Speaking to the Financial Times, Michael Spitz, who is head of Commerzbank’s research and development unit Mainincubator, said that this kind of technology shows great promise because “equity research reports reviewing quarterly earnings are structured in similar ways.” What’s more, these kinds of documents are often prepared under common reporting standards, which are easily read by machine learning algorithms. In other words, there’s a lot of routines and robotic mechanics that an AI might handle just as well if not better than a human — it would certainly be faster and more productive, capable to writing reports on the fly, for instance.
According to Spitz, this technology is “already advanced enough to provide around 75% of what a human equity analyst would when writing an immediate report on quarterly earnings.” However, the AI is nowhere near good enough to be able to produce content for clients — this kind of custom writing might take a lot more time and development to supersede. So, if you’re working as a bank analyst, don’t be too worried.
“If it is related to much more abstract cases, we feel that we are not there yet — that we can or maybe will ever replace the quality of a researcher,” Spitz added.
But that’s not to say that an AI can’t handle some of these so-called abstract cases. For instance, an AI developed by Japanese researchers wrote a novel that nearly won a literary award.

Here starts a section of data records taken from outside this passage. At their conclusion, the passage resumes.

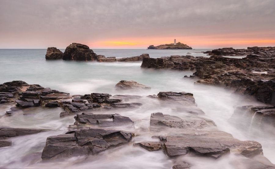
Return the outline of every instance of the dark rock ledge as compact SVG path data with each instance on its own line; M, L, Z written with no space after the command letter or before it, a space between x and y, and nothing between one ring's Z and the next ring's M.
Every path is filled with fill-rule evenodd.
M48 60L62 59L66 60L78 61L95 61L98 62L136 62L142 61L144 58L150 58L149 54L143 54L140 56L116 58L116 57L107 57L98 55L88 46L73 43L68 46L63 53L59 49L53 47L48 47L46 55Z

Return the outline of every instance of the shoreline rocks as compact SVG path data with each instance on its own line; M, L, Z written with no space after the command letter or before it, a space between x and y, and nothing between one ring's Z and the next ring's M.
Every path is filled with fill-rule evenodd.
M117 89L119 90L138 90L151 89L151 87L138 83L133 81L121 81L116 85L116 87Z
M186 44L178 42L174 45L174 43L160 45L156 46L153 45L149 46L147 49L192 49L192 48Z
M51 47L47 49L45 58L47 60L60 59L63 58L63 52L54 47Z

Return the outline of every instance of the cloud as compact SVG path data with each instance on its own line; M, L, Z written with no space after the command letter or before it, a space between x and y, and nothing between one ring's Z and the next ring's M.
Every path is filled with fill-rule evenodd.
M0 47L275 29L273 0L0 0ZM274 34L262 39L275 39ZM238 37L238 36L236 36ZM186 42L187 43L187 42Z

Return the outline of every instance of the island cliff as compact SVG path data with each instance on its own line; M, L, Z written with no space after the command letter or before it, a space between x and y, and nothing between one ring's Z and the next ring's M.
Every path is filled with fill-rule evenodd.
M147 49L192 49L192 47L186 44L178 42L175 45L174 43L160 45L157 46L150 45Z

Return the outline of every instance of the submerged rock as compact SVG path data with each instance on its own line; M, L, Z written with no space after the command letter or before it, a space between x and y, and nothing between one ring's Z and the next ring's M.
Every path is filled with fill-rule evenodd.
M10 146L12 144L11 141L0 140L0 148Z
M186 129L192 128L201 129L209 127L215 127L215 123L212 120L202 118L190 118L182 119L178 117L162 113L151 114L150 119L151 127L166 127Z
M157 46L153 45L149 46L148 49L192 49L192 48L186 44L178 42L174 45L174 43L160 45Z
M48 130L44 129L0 127L0 138L33 134L46 131Z
M132 125L134 122L129 117L119 114L100 114L83 113L75 116L75 125L78 126L94 126L110 127L127 125Z
M133 134L118 130L82 129L73 133L50 136L47 139L41 158L45 160L95 154L127 144Z
M122 90L139 90L150 89L151 87L147 86L133 81L121 81L116 85L118 89Z
M142 61L144 58L150 58L148 54L143 54L140 56L133 56L129 58L122 58L116 59L117 62L136 62Z
M73 43L66 48L63 56L64 60L87 61L96 59L96 54L89 47L76 43Z
M63 58L63 52L56 47L49 47L47 49L46 58L48 60L56 60Z

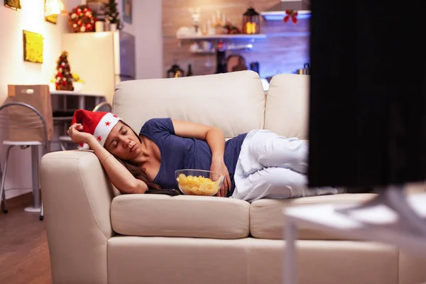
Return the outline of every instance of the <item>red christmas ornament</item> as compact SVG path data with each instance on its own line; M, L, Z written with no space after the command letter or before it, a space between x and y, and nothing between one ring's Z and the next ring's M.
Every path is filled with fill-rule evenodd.
M94 23L97 19L87 5L80 5L74 8L70 13L68 23L74 33L80 33L80 28L84 27L84 31L94 31Z
M296 25L299 21L297 18L297 11L295 10L286 10L285 11L285 16L283 19L284 23L288 22L288 21L291 19L291 21Z

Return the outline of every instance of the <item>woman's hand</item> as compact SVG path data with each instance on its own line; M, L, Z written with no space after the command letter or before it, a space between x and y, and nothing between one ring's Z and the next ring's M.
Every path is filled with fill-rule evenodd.
M219 173L225 177L224 183L216 195L222 197L226 197L226 195L228 194L228 191L231 187L231 179L229 178L229 173L228 172L228 168L225 165L223 157L222 158L213 158L212 160L212 166L210 167L210 170L212 172Z
M90 133L86 132L80 132L83 130L83 126L80 124L74 124L68 129L67 133L72 142L75 143L85 143L90 145L90 142L94 136Z

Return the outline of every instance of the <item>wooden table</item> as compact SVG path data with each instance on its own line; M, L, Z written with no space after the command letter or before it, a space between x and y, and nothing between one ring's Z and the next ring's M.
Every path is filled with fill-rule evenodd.
M86 105L84 102L84 99L86 97L95 97L95 105L98 104L101 102L101 99L104 98L105 95L102 94L98 93L86 93L86 92L72 92L72 91L50 91L50 94L60 94L64 96L64 110L67 109L67 96L77 96L78 97L78 108L86 109Z

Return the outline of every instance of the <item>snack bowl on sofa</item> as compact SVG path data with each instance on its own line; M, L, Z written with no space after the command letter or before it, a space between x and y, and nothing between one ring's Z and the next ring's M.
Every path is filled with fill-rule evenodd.
M178 170L175 172L179 190L186 195L214 196L225 177L219 173L202 170Z

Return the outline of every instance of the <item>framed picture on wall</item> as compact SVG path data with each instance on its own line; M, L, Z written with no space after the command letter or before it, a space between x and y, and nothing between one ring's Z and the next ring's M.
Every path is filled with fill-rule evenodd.
M21 10L21 0L4 0L4 6L11 9Z
M133 0L123 0L123 20L131 23L131 14L133 10Z

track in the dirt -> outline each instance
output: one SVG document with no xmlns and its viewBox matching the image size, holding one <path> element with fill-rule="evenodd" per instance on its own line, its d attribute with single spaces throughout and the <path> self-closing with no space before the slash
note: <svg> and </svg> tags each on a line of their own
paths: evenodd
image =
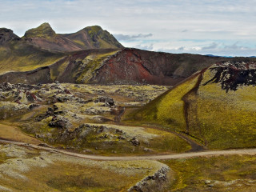
<svg viewBox="0 0 256 192">
<path fill-rule="evenodd" d="M 74 152 L 70 152 L 63 150 L 58 150 L 50 147 L 39 146 L 36 145 L 28 144 L 25 142 L 13 142 L 8 140 L 0 139 L 0 143 L 6 144 L 14 144 L 22 146 L 32 147 L 34 149 L 48 150 L 50 152 L 60 153 L 66 155 L 70 155 L 74 157 L 94 159 L 94 160 L 102 160 L 102 161 L 132 161 L 132 160 L 165 160 L 165 159 L 174 159 L 174 158 L 189 158 L 195 157 L 202 156 L 212 156 L 212 155 L 221 155 L 221 154 L 256 154 L 256 149 L 239 149 L 239 150 L 206 150 L 191 153 L 183 153 L 183 154 L 152 154 L 146 156 L 100 156 L 93 154 L 83 154 Z"/>
</svg>

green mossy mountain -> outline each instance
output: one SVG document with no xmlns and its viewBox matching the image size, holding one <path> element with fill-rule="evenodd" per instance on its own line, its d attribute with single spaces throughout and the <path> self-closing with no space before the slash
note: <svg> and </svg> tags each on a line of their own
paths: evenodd
<svg viewBox="0 0 256 192">
<path fill-rule="evenodd" d="M 30 45 L 58 52 L 123 48 L 112 34 L 98 26 L 88 26 L 74 34 L 60 34 L 45 22 L 27 30 L 22 38 Z"/>
<path fill-rule="evenodd" d="M 98 26 L 87 26 L 77 33 L 63 34 L 82 49 L 90 48 L 123 48 L 116 38 Z"/>
<path fill-rule="evenodd" d="M 48 22 L 42 23 L 37 28 L 26 31 L 25 38 L 50 38 L 56 34 Z"/>
<path fill-rule="evenodd" d="M 213 65 L 130 118 L 186 133 L 207 149 L 255 147 L 255 66 L 230 62 Z"/>
</svg>

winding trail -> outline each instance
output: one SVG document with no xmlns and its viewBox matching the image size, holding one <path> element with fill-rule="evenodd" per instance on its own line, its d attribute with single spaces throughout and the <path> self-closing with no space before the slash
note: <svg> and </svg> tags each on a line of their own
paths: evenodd
<svg viewBox="0 0 256 192">
<path fill-rule="evenodd" d="M 74 152 L 70 152 L 64 150 L 58 150 L 51 147 L 37 146 L 34 144 L 28 144 L 21 142 L 13 142 L 9 140 L 0 139 L 0 143 L 6 144 L 14 144 L 17 146 L 22 146 L 26 147 L 32 147 L 38 150 L 44 150 L 52 153 L 61 153 L 66 155 L 74 157 L 93 159 L 93 160 L 102 160 L 102 161 L 130 161 L 130 160 L 166 160 L 166 159 L 175 159 L 175 158 L 189 158 L 195 157 L 205 157 L 213 155 L 229 155 L 229 154 L 256 154 L 255 149 L 238 149 L 238 150 L 205 150 L 198 152 L 190 152 L 183 154 L 152 154 L 145 156 L 100 156 L 93 154 L 83 154 Z"/>
</svg>

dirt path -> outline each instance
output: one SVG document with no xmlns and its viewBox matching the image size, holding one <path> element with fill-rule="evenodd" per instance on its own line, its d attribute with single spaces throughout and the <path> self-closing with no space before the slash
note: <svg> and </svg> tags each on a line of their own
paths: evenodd
<svg viewBox="0 0 256 192">
<path fill-rule="evenodd" d="M 1 143 L 6 144 L 14 144 L 18 146 L 32 147 L 34 149 L 48 150 L 53 153 L 61 153 L 66 155 L 70 155 L 74 157 L 78 157 L 87 159 L 94 160 L 102 160 L 102 161 L 130 161 L 130 160 L 165 160 L 165 159 L 174 159 L 174 158 L 189 158 L 195 157 L 204 157 L 204 156 L 212 156 L 212 155 L 228 155 L 228 154 L 256 154 L 255 149 L 239 149 L 239 150 L 206 150 L 200 152 L 191 152 L 191 153 L 183 153 L 183 154 L 153 154 L 146 156 L 115 156 L 115 157 L 106 157 L 100 155 L 93 155 L 93 154 L 82 154 L 74 152 L 69 152 L 63 150 L 57 150 L 50 147 L 39 146 L 37 145 L 28 144 L 20 142 L 12 142 L 8 140 L 0 139 Z"/>
</svg>

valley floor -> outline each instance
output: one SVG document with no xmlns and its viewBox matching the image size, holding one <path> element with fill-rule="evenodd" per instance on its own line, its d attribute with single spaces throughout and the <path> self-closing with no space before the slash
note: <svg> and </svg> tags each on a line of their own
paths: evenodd
<svg viewBox="0 0 256 192">
<path fill-rule="evenodd" d="M 1 191 L 256 190 L 255 149 L 203 150 L 174 130 L 122 121 L 169 87 L 0 88 Z"/>
</svg>

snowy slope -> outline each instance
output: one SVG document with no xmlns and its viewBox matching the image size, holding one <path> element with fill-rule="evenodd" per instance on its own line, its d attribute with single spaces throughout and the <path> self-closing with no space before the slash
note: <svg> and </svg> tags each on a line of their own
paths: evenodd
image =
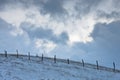
<svg viewBox="0 0 120 80">
<path fill-rule="evenodd" d="M 40 57 L 0 55 L 0 80 L 120 80 L 120 72 L 83 67 L 79 63 Z"/>
</svg>

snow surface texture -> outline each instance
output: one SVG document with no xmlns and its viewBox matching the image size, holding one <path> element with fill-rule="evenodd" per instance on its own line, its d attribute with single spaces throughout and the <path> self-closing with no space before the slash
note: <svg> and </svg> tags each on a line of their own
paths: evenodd
<svg viewBox="0 0 120 80">
<path fill-rule="evenodd" d="M 91 67 L 90 67 L 91 66 Z M 0 55 L 0 80 L 120 80 L 120 72 L 52 58 Z"/>
</svg>

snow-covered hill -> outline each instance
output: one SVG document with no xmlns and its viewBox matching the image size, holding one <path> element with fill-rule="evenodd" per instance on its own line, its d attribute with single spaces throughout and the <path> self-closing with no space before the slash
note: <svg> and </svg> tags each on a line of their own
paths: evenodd
<svg viewBox="0 0 120 80">
<path fill-rule="evenodd" d="M 120 72 L 95 65 L 52 58 L 0 55 L 0 80 L 120 80 Z"/>
</svg>

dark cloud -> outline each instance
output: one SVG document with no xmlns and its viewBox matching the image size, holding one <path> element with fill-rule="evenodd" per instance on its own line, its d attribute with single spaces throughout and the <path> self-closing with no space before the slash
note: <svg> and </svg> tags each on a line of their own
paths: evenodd
<svg viewBox="0 0 120 80">
<path fill-rule="evenodd" d="M 55 42 L 56 44 L 66 44 L 68 41 L 68 35 L 66 32 L 61 33 L 59 36 L 55 35 L 51 29 L 44 29 L 42 27 L 36 28 L 35 25 L 30 23 L 23 23 L 21 27 L 24 31 L 28 33 L 31 39 L 40 38 L 48 39 Z"/>
<path fill-rule="evenodd" d="M 107 19 L 119 19 L 120 18 L 120 12 L 119 11 L 112 11 L 111 13 L 106 13 L 104 11 L 98 10 L 97 11 L 97 16 L 107 18 Z"/>
<path fill-rule="evenodd" d="M 97 24 L 92 33 L 94 40 L 108 53 L 120 52 L 120 21 L 110 24 Z"/>
<path fill-rule="evenodd" d="M 77 16 L 83 16 L 94 11 L 101 1 L 102 0 L 78 0 L 75 5 L 75 9 L 78 12 Z"/>
<path fill-rule="evenodd" d="M 11 27 L 11 24 L 8 24 L 6 21 L 0 18 L 0 31 L 10 31 L 13 28 Z"/>
<path fill-rule="evenodd" d="M 56 14 L 63 14 L 65 10 L 62 5 L 63 0 L 48 0 L 42 4 L 42 12 L 50 13 L 52 16 Z"/>
</svg>

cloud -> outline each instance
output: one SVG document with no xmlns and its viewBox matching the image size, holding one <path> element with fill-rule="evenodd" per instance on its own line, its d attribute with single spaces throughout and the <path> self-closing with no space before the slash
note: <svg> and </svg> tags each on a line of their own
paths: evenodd
<svg viewBox="0 0 120 80">
<path fill-rule="evenodd" d="M 61 33 L 59 36 L 53 33 L 52 29 L 44 29 L 42 27 L 34 27 L 30 23 L 23 23 L 21 27 L 23 31 L 27 32 L 31 39 L 47 39 L 53 41 L 56 44 L 67 44 L 68 35 L 66 32 Z"/>
</svg>

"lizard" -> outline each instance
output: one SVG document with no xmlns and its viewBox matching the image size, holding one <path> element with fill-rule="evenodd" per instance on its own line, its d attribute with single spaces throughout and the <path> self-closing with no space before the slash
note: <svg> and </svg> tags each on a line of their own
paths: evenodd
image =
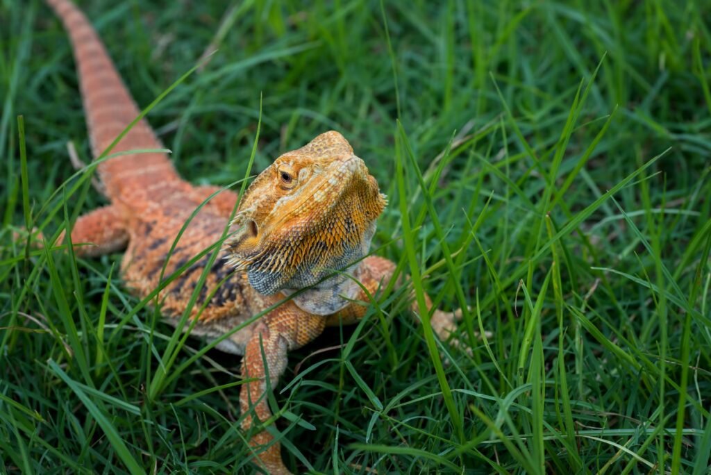
<svg viewBox="0 0 711 475">
<path fill-rule="evenodd" d="M 70 38 L 96 158 L 140 110 L 84 14 L 70 0 L 47 3 Z M 269 310 L 217 347 L 242 356 L 242 377 L 247 381 L 240 393 L 240 408 L 246 415 L 242 428 L 258 431 L 248 441 L 252 462 L 268 473 L 290 473 L 280 444 L 263 427 L 272 415 L 265 393 L 279 383 L 289 351 L 326 326 L 358 322 L 367 310 L 360 302 L 374 298 L 393 278 L 394 262 L 369 255 L 385 196 L 363 160 L 335 131 L 279 156 L 241 200 L 230 190 L 217 193 L 220 187 L 192 186 L 165 153 L 131 153 L 160 149 L 161 141 L 142 118 L 112 149 L 122 154 L 97 165 L 110 204 L 77 219 L 70 242 L 92 245 L 73 249 L 82 257 L 124 250 L 124 284 L 145 298 L 161 284 L 164 266 L 169 275 L 229 230 L 190 315 L 197 319 L 191 335 L 214 340 Z M 160 310 L 168 323 L 177 324 L 208 257 L 162 290 Z M 429 297 L 426 302 L 434 332 L 446 340 L 461 312 L 432 309 Z M 199 312 L 198 307 L 203 307 Z M 413 313 L 416 309 L 413 304 Z"/>
</svg>

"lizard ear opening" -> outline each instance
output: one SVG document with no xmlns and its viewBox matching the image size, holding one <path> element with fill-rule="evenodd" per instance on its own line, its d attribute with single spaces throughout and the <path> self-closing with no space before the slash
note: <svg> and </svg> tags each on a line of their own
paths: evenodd
<svg viewBox="0 0 711 475">
<path fill-rule="evenodd" d="M 247 233 L 250 238 L 256 238 L 259 235 L 260 228 L 255 220 L 250 219 L 247 222 Z"/>
</svg>

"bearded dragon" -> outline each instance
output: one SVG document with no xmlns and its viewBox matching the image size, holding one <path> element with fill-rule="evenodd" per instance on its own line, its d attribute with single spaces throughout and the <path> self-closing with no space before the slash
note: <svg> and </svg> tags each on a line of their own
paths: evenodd
<svg viewBox="0 0 711 475">
<path fill-rule="evenodd" d="M 97 157 L 139 110 L 84 14 L 69 0 L 48 3 L 70 38 L 92 154 Z M 229 227 L 230 237 L 209 269 L 193 309 L 191 316 L 198 321 L 191 331 L 214 340 L 292 297 L 218 345 L 242 356 L 242 375 L 250 380 L 240 393 L 240 410 L 247 414 L 242 428 L 262 427 L 272 417 L 264 394 L 267 375 L 269 386 L 276 387 L 287 352 L 309 343 L 326 326 L 357 322 L 366 307 L 356 302 L 368 301 L 392 277 L 393 262 L 368 255 L 385 197 L 348 141 L 331 131 L 282 154 L 260 174 L 230 222 L 237 193 L 224 191 L 195 214 L 220 188 L 193 186 L 181 179 L 164 153 L 129 153 L 162 148 L 141 119 L 112 149 L 124 154 L 97 164 L 111 204 L 77 220 L 71 242 L 93 245 L 77 246 L 75 252 L 90 257 L 125 249 L 123 280 L 136 296 L 145 298 L 161 284 L 161 275 L 185 266 Z M 169 323 L 176 324 L 187 308 L 209 257 L 197 260 L 163 289 L 161 311 Z M 333 269 L 345 271 L 334 274 Z M 429 299 L 427 306 L 432 306 Z M 198 313 L 199 307 L 203 309 Z M 435 332 L 446 339 L 458 313 L 431 313 Z M 279 444 L 269 432 L 262 429 L 249 443 L 253 462 L 262 469 L 289 473 Z"/>
</svg>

Here’s an excerpt, from the book called The Day A Computer Writes A Novel.
“I writhed with joy, which I experienced for the first time, and kept writing with excitement.
“The day a computer wrote a novel. The computer, placing priority on the pursuit of its own joy, stopped working for humans.”
Many banks are eager to cut research spending following the implementation of European investor protections known as Markets In Financial Instruments Directive (MiFID II). The regulations that came into effect earlier this year are designed to increase transparency across the European Union’s financial markets and standardize the regulatory disclosures required for particular markets. Some of the MiFID measures include pre- and post- transparency requirements, as well as new standards for financial firms.
As a direct consequence of MiFID, investors are forced to pay for research explicitly instead of bundling its costs into trading commissions. For some firms, their research revenue has fallen by as much as 30 percent as a result. Commerzbank hopes that AI will help offset some of its losses.